Right. We’re touching on another problem I have with physics. A thing people don’t look at is the realm of applicability of the models. And I guess that’s what we’ve been talking about this whole time. As a physicist, as someone who teaches budding physicists, one of the most important things when I’m teaching is to help them understand the limitation of the model.

I was just talking in my Math Physics class today. I was complaining that the way we’re taught physics — it doesn’t inspire anybody. Because what you’re doing is you take Physics 1 and Physics 2, and you’ve got this survey of all these physics concepts that are so watered down and the details brushed over that it won’t inspire anybody. So you’re almost excluding finding your best physicists by making them take that course. I barely stayed a physics major when I was taking those courses. As a person with a physics mind, you want to know the details.

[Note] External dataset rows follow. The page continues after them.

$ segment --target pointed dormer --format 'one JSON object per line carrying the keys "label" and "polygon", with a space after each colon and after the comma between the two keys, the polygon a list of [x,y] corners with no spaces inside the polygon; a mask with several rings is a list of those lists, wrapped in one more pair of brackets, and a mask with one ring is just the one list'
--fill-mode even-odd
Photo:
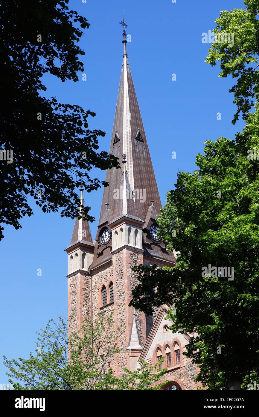
{"label": "pointed dormer", "polygon": [[142,350],[142,347],[141,346],[139,332],[138,329],[138,326],[136,321],[136,314],[134,308],[133,309],[133,318],[132,319],[131,334],[127,350],[130,350],[131,352],[138,351],[138,353],[139,350]]}
{"label": "pointed dormer", "polygon": [[131,190],[126,169],[126,155],[123,154],[122,176],[120,188],[116,195],[114,194],[114,198],[116,199],[114,217],[110,224],[116,221],[123,217],[137,220],[144,223],[143,220],[138,216],[137,209],[134,201],[134,193]]}
{"label": "pointed dormer", "polygon": [[[80,214],[84,206],[83,188],[80,188]],[[79,270],[87,271],[93,260],[94,244],[89,224],[82,217],[75,220],[71,241],[65,251],[68,254],[68,274]]]}

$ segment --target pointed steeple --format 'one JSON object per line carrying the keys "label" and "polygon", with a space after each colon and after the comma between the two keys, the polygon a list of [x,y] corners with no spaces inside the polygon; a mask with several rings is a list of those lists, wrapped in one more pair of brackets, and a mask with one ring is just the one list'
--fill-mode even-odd
{"label": "pointed steeple", "polygon": [[122,177],[119,192],[118,193],[118,198],[116,203],[115,212],[114,219],[111,222],[111,224],[122,217],[128,217],[129,219],[138,220],[144,223],[138,217],[137,213],[136,206],[134,201],[133,193],[131,189],[131,186],[127,175],[126,169],[126,155],[122,154]]}
{"label": "pointed steeple", "polygon": [[[111,225],[113,227],[116,221],[125,216],[138,221],[138,227],[143,229],[140,221],[150,226],[151,220],[148,216],[150,215],[153,219],[152,223],[155,223],[162,208],[128,63],[125,31],[127,25],[124,18],[121,24],[123,28],[123,59],[109,153],[116,156],[119,160],[121,154],[126,155],[127,169],[125,162],[125,166],[123,166],[122,177],[120,169],[112,168],[107,171],[105,181],[109,186],[104,190],[96,238],[96,244],[91,268],[112,259],[111,240],[105,247],[99,243],[104,228]],[[160,141],[158,138],[157,139],[157,146],[159,146]],[[120,198],[119,201],[117,196],[119,193],[121,197],[121,189],[122,198]],[[132,193],[132,199],[126,198],[127,193],[129,195]],[[149,202],[151,200],[153,202],[152,207],[150,208]],[[142,236],[147,243],[146,247],[143,248],[145,249],[144,254],[162,259],[170,264],[175,263],[173,254],[167,252],[164,242],[155,242],[147,237],[148,234],[146,231],[146,237],[143,234]],[[142,240],[141,239],[141,241]]]}
{"label": "pointed steeple", "polygon": [[[81,188],[80,191],[81,214],[81,206],[84,207],[84,204],[83,197],[83,188]],[[80,219],[77,219],[77,217],[76,218],[71,241],[70,245],[66,248],[66,249],[79,243],[84,244],[89,246],[94,246],[93,242],[93,239],[89,224],[87,220],[84,220],[82,217]]]}
{"label": "pointed steeple", "polygon": [[134,349],[142,349],[141,343],[136,321],[136,314],[135,308],[133,310],[132,324],[130,336],[127,350],[133,350]]}
{"label": "pointed steeple", "polygon": [[[143,219],[150,200],[154,201],[154,209],[157,214],[160,214],[162,206],[129,67],[126,39],[123,43],[122,68],[110,153],[119,158],[121,153],[126,154],[130,187],[133,191],[137,190],[133,198],[137,216]],[[109,203],[110,208],[115,211],[116,200],[113,198],[114,190],[120,187],[120,171],[108,170],[105,180],[109,186],[104,191],[99,225],[105,222],[105,203]]]}

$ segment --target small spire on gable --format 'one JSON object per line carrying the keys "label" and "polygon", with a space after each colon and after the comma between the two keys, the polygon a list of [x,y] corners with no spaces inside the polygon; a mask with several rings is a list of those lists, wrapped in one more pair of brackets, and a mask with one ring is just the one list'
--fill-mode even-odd
{"label": "small spire on gable", "polygon": [[[79,212],[81,214],[82,206],[84,207],[84,197],[83,196],[83,188],[81,186],[80,191],[80,207]],[[84,220],[81,217],[80,219],[76,218],[74,230],[72,234],[71,241],[69,246],[66,249],[74,246],[78,243],[82,243],[90,246],[94,246],[93,238],[90,230],[89,223],[87,220]]]}

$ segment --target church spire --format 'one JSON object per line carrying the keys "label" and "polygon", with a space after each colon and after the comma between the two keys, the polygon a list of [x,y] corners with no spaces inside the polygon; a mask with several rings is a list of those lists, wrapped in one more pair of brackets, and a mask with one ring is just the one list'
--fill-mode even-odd
{"label": "church spire", "polygon": [[122,154],[122,177],[118,192],[117,195],[117,202],[115,208],[114,219],[110,223],[111,224],[122,217],[128,217],[133,220],[142,221],[138,216],[136,206],[134,201],[134,194],[131,189],[126,169],[126,154]]}
{"label": "church spire", "polygon": [[[147,229],[144,232],[146,237],[144,234],[143,237],[147,241],[147,244],[153,244],[153,242],[149,241],[147,233],[148,228],[155,223],[155,219],[160,214],[162,208],[128,59],[126,49],[127,35],[126,31],[128,25],[124,18],[120,23],[123,28],[123,54],[109,153],[117,157],[119,161],[121,160],[122,154],[126,154],[126,162],[123,163],[122,177],[121,170],[113,168],[108,169],[106,172],[105,182],[109,184],[109,186],[104,189],[96,238],[97,243],[91,268],[95,268],[112,258],[111,251],[112,240],[110,240],[109,243],[105,247],[99,243],[102,231],[103,231],[104,228],[109,228],[109,226],[111,229],[114,228],[116,220],[120,221],[123,217],[128,217],[131,219],[131,224],[134,221],[135,223],[137,221],[138,227],[142,228],[144,224],[145,224]],[[153,134],[155,133],[153,132]],[[158,136],[160,133],[157,132],[156,134],[158,135],[156,146],[160,146],[161,138]],[[119,199],[117,196],[118,193],[120,195]],[[131,195],[132,198],[127,199],[127,193],[129,196]],[[151,200],[153,203],[149,208]],[[109,205],[106,205],[107,204]],[[148,218],[149,214],[152,214],[152,219]],[[163,250],[156,243],[155,249],[152,249],[152,252],[150,252],[150,249],[147,249],[147,254],[149,255],[151,253],[156,252],[158,259],[165,259],[170,263],[174,262],[173,255],[166,251],[164,244],[161,243],[160,246],[163,246]]]}
{"label": "church spire", "polygon": [[[80,191],[80,214],[81,213],[82,206],[84,207],[84,198],[83,197],[83,189],[81,186]],[[67,249],[78,243],[84,244],[90,246],[94,246],[92,235],[90,230],[89,224],[87,220],[84,220],[81,217],[80,219],[76,218],[74,230],[70,244]]]}

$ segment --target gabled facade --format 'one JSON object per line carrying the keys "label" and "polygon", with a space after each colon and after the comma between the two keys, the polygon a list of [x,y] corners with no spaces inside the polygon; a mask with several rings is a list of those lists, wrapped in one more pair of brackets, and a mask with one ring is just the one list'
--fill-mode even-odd
{"label": "gabled facade", "polygon": [[[110,362],[118,375],[125,367],[136,369],[143,352],[150,360],[147,343],[153,336],[159,310],[148,316],[129,307],[137,284],[131,268],[139,264],[173,266],[176,263],[174,254],[157,236],[156,219],[162,206],[128,63],[127,41],[123,42],[110,148],[110,153],[118,158],[121,169],[107,172],[106,181],[109,185],[104,190],[94,242],[87,222],[76,219],[71,243],[66,249],[70,329],[80,327],[87,315],[94,320],[99,312],[105,314],[113,309],[116,322],[123,329],[119,341],[121,352]],[[82,195],[81,201],[83,204]]]}

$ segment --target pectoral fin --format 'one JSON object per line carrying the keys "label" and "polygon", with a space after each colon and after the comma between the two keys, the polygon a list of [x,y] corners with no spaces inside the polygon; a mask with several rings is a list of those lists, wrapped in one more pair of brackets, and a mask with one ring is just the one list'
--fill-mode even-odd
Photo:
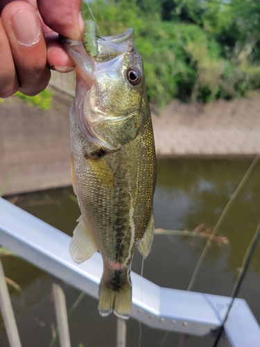
{"label": "pectoral fin", "polygon": [[150,245],[152,244],[153,232],[155,231],[155,217],[153,211],[150,216],[148,223],[147,224],[146,230],[144,234],[144,237],[141,239],[139,244],[137,246],[138,251],[145,258],[148,255]]}
{"label": "pectoral fin", "polygon": [[77,221],[79,223],[73,232],[69,252],[74,262],[80,264],[90,258],[97,248],[81,216]]}

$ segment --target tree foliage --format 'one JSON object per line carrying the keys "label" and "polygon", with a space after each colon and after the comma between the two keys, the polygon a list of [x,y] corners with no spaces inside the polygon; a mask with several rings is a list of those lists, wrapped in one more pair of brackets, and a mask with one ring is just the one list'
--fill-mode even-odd
{"label": "tree foliage", "polygon": [[[260,87],[259,0],[96,0],[103,35],[135,29],[148,94],[208,102]],[[91,19],[87,6],[83,16]]]}

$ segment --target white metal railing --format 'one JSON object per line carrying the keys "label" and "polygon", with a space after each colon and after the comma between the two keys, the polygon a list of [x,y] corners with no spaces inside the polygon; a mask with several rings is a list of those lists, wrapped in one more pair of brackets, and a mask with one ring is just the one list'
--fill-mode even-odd
{"label": "white metal railing", "polygon": [[[101,256],[96,253],[83,264],[76,264],[69,255],[70,240],[69,236],[0,198],[0,244],[98,298]],[[131,316],[157,329],[200,336],[212,334],[221,325],[231,301],[226,296],[160,287],[133,272],[131,278]],[[64,301],[59,291],[56,288],[55,300],[61,303],[55,306],[58,321]],[[66,322],[63,325],[66,330]],[[234,300],[225,332],[229,346],[259,346],[260,328],[243,299]]]}

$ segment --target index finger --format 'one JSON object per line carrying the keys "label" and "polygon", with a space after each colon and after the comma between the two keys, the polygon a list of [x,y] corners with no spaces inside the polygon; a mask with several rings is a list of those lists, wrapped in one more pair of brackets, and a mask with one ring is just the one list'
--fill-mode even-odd
{"label": "index finger", "polygon": [[72,40],[81,40],[84,22],[82,0],[37,0],[44,23],[53,31]]}

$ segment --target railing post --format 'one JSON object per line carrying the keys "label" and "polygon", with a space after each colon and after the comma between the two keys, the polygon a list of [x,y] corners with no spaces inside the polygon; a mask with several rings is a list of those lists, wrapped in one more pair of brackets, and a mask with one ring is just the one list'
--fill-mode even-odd
{"label": "railing post", "polygon": [[116,347],[125,347],[126,324],[125,321],[117,319],[116,323]]}
{"label": "railing post", "polygon": [[71,347],[65,295],[58,285],[53,284],[55,312],[61,347]]}
{"label": "railing post", "polygon": [[0,260],[0,307],[10,347],[21,347],[11,300]]}

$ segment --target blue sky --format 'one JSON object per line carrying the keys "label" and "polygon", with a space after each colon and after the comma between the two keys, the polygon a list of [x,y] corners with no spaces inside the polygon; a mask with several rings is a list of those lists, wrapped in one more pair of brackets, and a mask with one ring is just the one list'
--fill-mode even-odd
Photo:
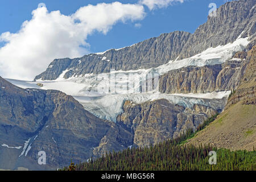
{"label": "blue sky", "polygon": [[218,7],[225,1],[1,1],[0,76],[32,80],[55,59],[119,48],[176,30],[192,33],[207,21],[210,3]]}
{"label": "blue sky", "polygon": [[[18,31],[24,20],[31,18],[31,12],[43,2],[49,11],[60,10],[64,15],[74,13],[79,7],[88,4],[101,2],[110,3],[116,1],[85,0],[11,0],[1,1],[0,6],[0,34]],[[119,1],[122,3],[135,3],[138,1]],[[115,24],[106,35],[96,32],[88,36],[91,52],[102,52],[114,48],[118,48],[131,45],[146,39],[158,36],[162,33],[181,30],[193,32],[199,25],[207,20],[210,3],[216,3],[218,7],[224,0],[188,0],[183,3],[150,11],[145,7],[146,18],[136,22]],[[141,24],[135,27],[135,23]]]}

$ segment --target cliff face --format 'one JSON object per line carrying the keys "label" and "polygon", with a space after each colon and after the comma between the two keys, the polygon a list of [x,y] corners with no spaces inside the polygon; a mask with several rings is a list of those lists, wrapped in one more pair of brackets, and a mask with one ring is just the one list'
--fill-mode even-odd
{"label": "cliff face", "polygon": [[246,62],[248,64],[245,73],[229,99],[226,108],[239,101],[242,104],[256,105],[256,46],[247,52]]}
{"label": "cliff face", "polygon": [[217,16],[208,16],[207,22],[199,26],[189,37],[182,49],[179,59],[189,57],[210,47],[233,42],[241,35],[251,37],[251,45],[255,39],[255,0],[227,2],[217,10]]}
{"label": "cliff face", "polygon": [[159,91],[188,93],[236,89],[247,62],[243,59],[233,59],[222,65],[189,67],[170,71],[160,77]]}
{"label": "cliff face", "polygon": [[[238,55],[240,55],[239,53]],[[232,150],[253,150],[256,138],[256,46],[246,53],[245,73],[225,110],[188,144],[208,144]]]}
{"label": "cliff face", "polygon": [[217,111],[205,106],[195,105],[192,109],[175,105],[166,100],[135,104],[126,101],[123,113],[117,123],[134,134],[134,146],[149,146],[176,138],[188,129],[196,129]]}
{"label": "cliff face", "polygon": [[[56,169],[98,156],[99,146],[103,154],[132,143],[131,134],[59,91],[23,89],[0,77],[0,168]],[[40,151],[46,165],[38,164]]]}
{"label": "cliff face", "polygon": [[111,69],[127,71],[156,67],[177,57],[190,35],[188,32],[175,31],[104,53],[90,54],[72,60],[56,59],[35,80],[55,80],[66,69],[68,71],[65,78],[86,73],[110,72]]}
{"label": "cliff face", "polygon": [[208,21],[191,34],[182,31],[163,34],[131,46],[92,53],[80,58],[56,59],[35,80],[55,80],[63,71],[64,77],[86,73],[101,73],[115,70],[134,70],[155,68],[176,59],[189,57],[210,47],[227,44],[242,38],[255,41],[255,0],[236,1],[221,6],[217,16]]}

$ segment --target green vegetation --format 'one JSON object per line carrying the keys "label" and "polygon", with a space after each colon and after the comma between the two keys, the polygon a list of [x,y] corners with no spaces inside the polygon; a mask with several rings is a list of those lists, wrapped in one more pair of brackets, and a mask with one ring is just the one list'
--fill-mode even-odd
{"label": "green vegetation", "polygon": [[234,89],[233,90],[231,90],[231,93],[229,94],[228,99],[229,100],[229,98],[231,97],[231,96],[232,96],[232,95],[234,94],[235,93],[236,93],[236,90]]}
{"label": "green vegetation", "polygon": [[254,131],[253,131],[253,130],[247,130],[245,132],[245,136],[247,136],[249,135],[253,134],[254,133]]}
{"label": "green vegetation", "polygon": [[[204,129],[217,117],[217,114],[200,126]],[[71,168],[77,171],[154,171],[154,170],[256,170],[256,151],[230,151],[210,144],[196,147],[181,146],[195,134],[192,130],[180,137],[168,140],[150,147],[127,148],[112,152],[94,160],[76,164]],[[210,151],[217,151],[217,164],[209,164]],[[64,170],[70,170],[71,166]]]}

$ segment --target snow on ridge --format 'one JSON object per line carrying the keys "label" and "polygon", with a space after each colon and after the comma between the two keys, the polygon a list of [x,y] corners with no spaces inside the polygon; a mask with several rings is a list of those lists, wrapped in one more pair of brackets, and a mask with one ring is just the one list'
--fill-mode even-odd
{"label": "snow on ridge", "polygon": [[230,91],[213,92],[207,94],[180,94],[165,93],[137,93],[127,94],[106,95],[100,97],[74,97],[84,109],[102,119],[115,122],[118,114],[123,113],[123,102],[127,100],[134,103],[141,104],[148,101],[166,99],[171,103],[177,104],[185,107],[193,108],[194,104],[209,106],[216,110],[222,110]]}
{"label": "snow on ridge", "polygon": [[56,142],[55,140],[54,139],[53,137],[52,137],[52,140],[53,140],[53,142],[55,142],[55,143],[57,143]]}
{"label": "snow on ridge", "polygon": [[27,153],[29,152],[29,151],[30,150],[30,149],[31,149],[31,144],[32,144],[32,143],[30,143],[30,145],[29,145],[29,146],[27,147],[27,150],[26,151],[26,152],[25,152],[25,156],[27,156]]}
{"label": "snow on ridge", "polygon": [[26,150],[27,149],[27,146],[28,146],[28,143],[30,142],[30,138],[28,140],[25,141],[25,143],[24,143],[23,149],[22,150],[22,152],[20,153],[20,155],[19,156],[19,158],[20,156],[23,155],[24,153],[25,153]]}
{"label": "snow on ridge", "polygon": [[5,143],[2,144],[1,146],[2,146],[2,147],[7,147],[7,148],[9,148],[20,149],[20,148],[22,147],[22,146],[10,147],[10,146],[9,146],[9,145],[7,145],[7,144],[5,144]]}

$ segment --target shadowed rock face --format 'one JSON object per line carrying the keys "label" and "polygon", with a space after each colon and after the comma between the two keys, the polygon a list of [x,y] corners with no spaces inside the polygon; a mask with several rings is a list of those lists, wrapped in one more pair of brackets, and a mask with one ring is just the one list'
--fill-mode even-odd
{"label": "shadowed rock face", "polygon": [[256,46],[247,52],[245,73],[229,99],[226,109],[241,101],[242,104],[256,105]]}
{"label": "shadowed rock face", "polygon": [[179,59],[191,57],[210,47],[233,42],[241,34],[251,37],[255,44],[256,3],[255,0],[227,2],[217,10],[217,16],[208,16],[207,22],[199,26],[189,36]]}
{"label": "shadowed rock face", "polygon": [[195,105],[189,109],[164,99],[141,104],[127,101],[123,105],[123,113],[117,118],[117,123],[134,134],[134,146],[150,146],[177,137],[188,129],[195,131],[216,113],[209,107]]}
{"label": "shadowed rock face", "polygon": [[163,34],[132,46],[110,49],[102,54],[90,54],[80,58],[56,59],[35,80],[55,80],[67,70],[64,77],[86,73],[101,73],[115,70],[155,68],[171,60],[187,58],[210,47],[232,43],[240,35],[250,37],[250,49],[255,41],[255,0],[237,1],[221,6],[217,16],[191,34],[183,31]]}
{"label": "shadowed rock face", "polygon": [[[0,168],[54,169],[132,144],[131,134],[59,91],[23,89],[0,77]],[[94,152],[99,145],[100,152]],[[38,164],[40,151],[46,153],[46,166]]]}

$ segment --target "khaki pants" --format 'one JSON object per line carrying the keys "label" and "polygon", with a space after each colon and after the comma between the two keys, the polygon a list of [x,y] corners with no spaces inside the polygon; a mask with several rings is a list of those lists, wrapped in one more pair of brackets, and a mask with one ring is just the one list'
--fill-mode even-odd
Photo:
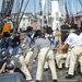
{"label": "khaki pants", "polygon": [[43,49],[40,49],[40,51],[38,54],[36,80],[39,80],[39,81],[42,80],[45,61],[47,61],[49,65],[52,80],[57,79],[54,51],[52,50],[48,51],[48,50],[49,50],[49,48],[43,48]]}
{"label": "khaki pants", "polygon": [[26,63],[26,65],[28,65],[32,55],[33,55],[33,51],[28,51],[28,52],[26,54],[26,56],[25,56],[25,63]]}
{"label": "khaki pants", "polygon": [[14,68],[20,68],[26,77],[26,80],[32,80],[32,77],[25,66],[24,57],[22,55],[15,55],[11,57],[11,63]]}
{"label": "khaki pants", "polygon": [[77,46],[71,50],[69,74],[74,74],[74,67],[78,60],[80,62],[82,72],[82,46]]}

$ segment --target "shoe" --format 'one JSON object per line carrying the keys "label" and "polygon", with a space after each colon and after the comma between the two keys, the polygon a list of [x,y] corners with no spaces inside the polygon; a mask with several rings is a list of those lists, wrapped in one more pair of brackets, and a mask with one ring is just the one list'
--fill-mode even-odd
{"label": "shoe", "polygon": [[52,80],[52,82],[57,82],[57,80]]}
{"label": "shoe", "polygon": [[66,79],[73,79],[74,78],[74,75],[71,75],[71,74],[68,74],[67,77],[66,77]]}

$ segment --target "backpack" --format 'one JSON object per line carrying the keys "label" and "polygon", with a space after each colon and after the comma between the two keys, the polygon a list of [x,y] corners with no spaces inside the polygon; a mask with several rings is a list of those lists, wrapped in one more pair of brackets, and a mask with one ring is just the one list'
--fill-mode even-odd
{"label": "backpack", "polygon": [[54,36],[51,36],[51,37],[49,36],[48,39],[50,40],[50,45],[54,45],[55,37]]}

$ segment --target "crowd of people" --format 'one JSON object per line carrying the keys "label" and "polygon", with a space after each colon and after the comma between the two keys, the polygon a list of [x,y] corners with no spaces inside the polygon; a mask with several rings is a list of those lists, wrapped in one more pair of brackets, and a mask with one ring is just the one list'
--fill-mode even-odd
{"label": "crowd of people", "polygon": [[[32,26],[27,26],[26,31],[21,31],[20,34],[15,34],[14,36],[4,32],[0,37],[0,50],[3,48],[8,50],[10,62],[13,65],[13,69],[10,70],[10,73],[14,72],[15,68],[19,68],[24,73],[25,79],[32,81],[28,71],[28,62],[31,57],[34,56],[33,61],[37,61],[36,82],[42,82],[44,69],[48,68],[51,71],[52,81],[57,82],[56,55],[58,49],[63,51],[67,50],[66,62],[69,60],[67,67],[69,68],[69,71],[66,78],[74,78],[74,66],[78,61],[80,62],[82,74],[81,30],[78,30],[75,24],[71,25],[68,36],[63,40],[63,46],[60,48],[60,40],[54,34],[51,27],[33,31]],[[0,69],[2,65],[0,66]],[[1,71],[1,73],[3,71]]]}

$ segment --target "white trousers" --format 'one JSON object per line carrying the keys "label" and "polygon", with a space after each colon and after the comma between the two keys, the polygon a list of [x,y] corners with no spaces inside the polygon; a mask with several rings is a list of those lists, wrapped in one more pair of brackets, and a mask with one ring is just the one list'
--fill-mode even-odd
{"label": "white trousers", "polygon": [[38,54],[38,65],[37,65],[36,80],[39,80],[39,81],[42,80],[45,61],[47,61],[48,65],[49,65],[51,75],[52,75],[52,80],[57,79],[54,51],[49,48],[43,48],[43,49],[40,49],[40,51]]}
{"label": "white trousers", "polygon": [[28,52],[26,54],[26,56],[25,56],[25,58],[24,58],[25,65],[28,65],[32,55],[33,55],[33,51],[28,51]]}
{"label": "white trousers", "polygon": [[81,66],[81,72],[82,72],[82,46],[75,46],[71,50],[70,55],[70,67],[69,67],[69,74],[74,74],[74,67],[77,62],[80,62]]}
{"label": "white trousers", "polygon": [[22,55],[12,56],[11,63],[14,65],[14,68],[20,68],[21,71],[23,71],[23,73],[26,77],[26,80],[32,80],[32,77],[31,77],[28,69],[26,68],[26,65],[24,61],[24,57]]}

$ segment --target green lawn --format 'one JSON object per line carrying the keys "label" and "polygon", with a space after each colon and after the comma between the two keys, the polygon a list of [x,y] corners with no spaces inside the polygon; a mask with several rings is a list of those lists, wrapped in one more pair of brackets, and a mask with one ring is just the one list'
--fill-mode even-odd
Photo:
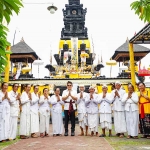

How would you restructure a physics curriculum to inspire people?

Find a good physics for poets book and start talking about it. The conversation we’re having right now should be the walk-in-the-door conversation with potential physics majors. What we need in physics are minds that are not sheep-like, that are investigating and questioning, and answering the simple questions. We have so much drive in physics to get funding for our research, to follow the great white light of funding into the tunnel with the oncoming train, but we never stop and think, “Why is it I can’t hold an electron?”

There’s all kinds of little things in all of our theories that could be further investigated, it’s just hard to investigate and there’s no funding out there for it. As physicists, we’re always chasing the dollar and looking for the interesting physics bit along the way.